Depuis des années, les actions se succèdent de la part des associations sportives et des pouvoirs publics sans résultats concrets, pour la simple raison qu’il n’y a pas de suivi. Des rencontres ont été organisées avec la participation des comités de supporters des clubs, avec la collaboration de la direction générale de la sûreté nationale, sans que ce fléau ne soit éradiqué. On en est toujours au même point. Tout semble indiquer que les conclusions et les recommandations de ces réunions ne sont pas mises en œuvre. Il suffit de se rendre dans un stade pour s’en convaincre. Mais, pour y aller, il faut en avoir l’envie, car celle-ci disparait totalement à la vue des scènes de violences comme celles d’Oran et de Constantine.

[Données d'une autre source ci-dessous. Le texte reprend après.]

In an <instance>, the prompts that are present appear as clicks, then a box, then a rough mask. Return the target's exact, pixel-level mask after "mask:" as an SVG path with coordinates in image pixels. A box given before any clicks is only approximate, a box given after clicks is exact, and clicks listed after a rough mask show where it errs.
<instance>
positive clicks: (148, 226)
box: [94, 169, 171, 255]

Un stade en Algérie n’est plus ce lieu, où on va pour assister à un spectacle, tant les commodités ne sont pas réunies. Outre le fait que vous ne trouvez pas le nécessaire pour vous restaurer ou altérer votre soif, vous n’entendez que des obscénités durant tout le match. Il est loin le temps, où on s’y rendait en famille. L’absence de gestionnaires compétents, capables de rentabiliser ces infrastructures sportives à travers des prestations à même de satisfaire les besoins des spectateurs, et laisser-aller sont les causes de la dégénérescence de la situation. Plus grave, on laisse entrer n’importe qui au stade, notamment des adolescents non accompagnés. Et ce n’est pas la présence de force de l’ordre, qui fait défaut, car un dispositif est mis en place dans chaque stade. C’est l’organisation qu’il faut améliorer en responsabilisant les dirigeants de clubs.

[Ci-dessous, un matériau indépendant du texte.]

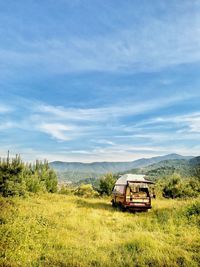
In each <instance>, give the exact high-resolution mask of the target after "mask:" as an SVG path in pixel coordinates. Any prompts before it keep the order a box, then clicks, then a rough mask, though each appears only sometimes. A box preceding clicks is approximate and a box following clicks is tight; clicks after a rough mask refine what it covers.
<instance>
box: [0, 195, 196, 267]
mask: <svg viewBox="0 0 200 267" xmlns="http://www.w3.org/2000/svg"><path fill="white" fill-rule="evenodd" d="M109 201H110V200H109V199H83V198H82V199H81V198H78V197H74V196H64V195H58V194H44V195H39V196H36V195H35V196H32V197H26V198H24V199H23V198H11V199H3V198H2V199H1V201H0V205H1V218H0V222H1V245H0V246H1V247H0V248H1V255H0V256H1V257H0V266H68V267H75V266H76V267H78V266H79V267H82V266H84V267H85V266H87V267H88V266H103V267H106V266H109V267H112V266H115V267H116V266H131V267H133V266H159V267H160V266H165V267H166V266H170V267H171V266H173V267H176V266H190V267H192V266H199V265H200V257H199V253H198V252H199V248H200V247H199V244H200V233H199V229H198V226H199V217H198V216H199V214H198V212H196V209H197V208H196V207H197V204H196V203H197V200H154V201H153V209H152V210H151V211H149V212H148V213H136V214H133V213H128V212H125V213H123V212H121V211H119V210H117V209H113V208H112V207H111V204H110V202H109ZM193 206H194V207H195V208H193ZM191 210H192V212H191Z"/></svg>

L’introduction du procédé de la présence de stadiers aux alentours du terrain, à la place des policiers, n’a pas donné de résultats non plus, pour la simple raison que ces stades ne sont pas formés pour cette mission. Le stadier, qui est normalement face au public pour anticiper tout fait pouvant survenir, regarde le match dans nos stades et joue même au chercheur de balles. L’incident de Tizi-Ouzou entre le gardien de buts du MC Alger Faouzi Chaouchi et le stadier, installé sur le matériel du saut en hauteur derrière les buts, en est la parfaite illustration. Des solutions radicales, comme celles appliquées par les Britanniques pour venir à bout du « hooliganisme », s’avèrent indispensables, si on veut vraiment que nos stades redeviennent des lieux de spectacles. Toutes les structures concernées doivent se mobiliser et mener des actions concrètes pour éviter des drames plus graves encore. Que tout un chacun assume ses responsabilités à son niveau pour que le football algérien sorte de ce tourbillon, qui l’attire vers le bas.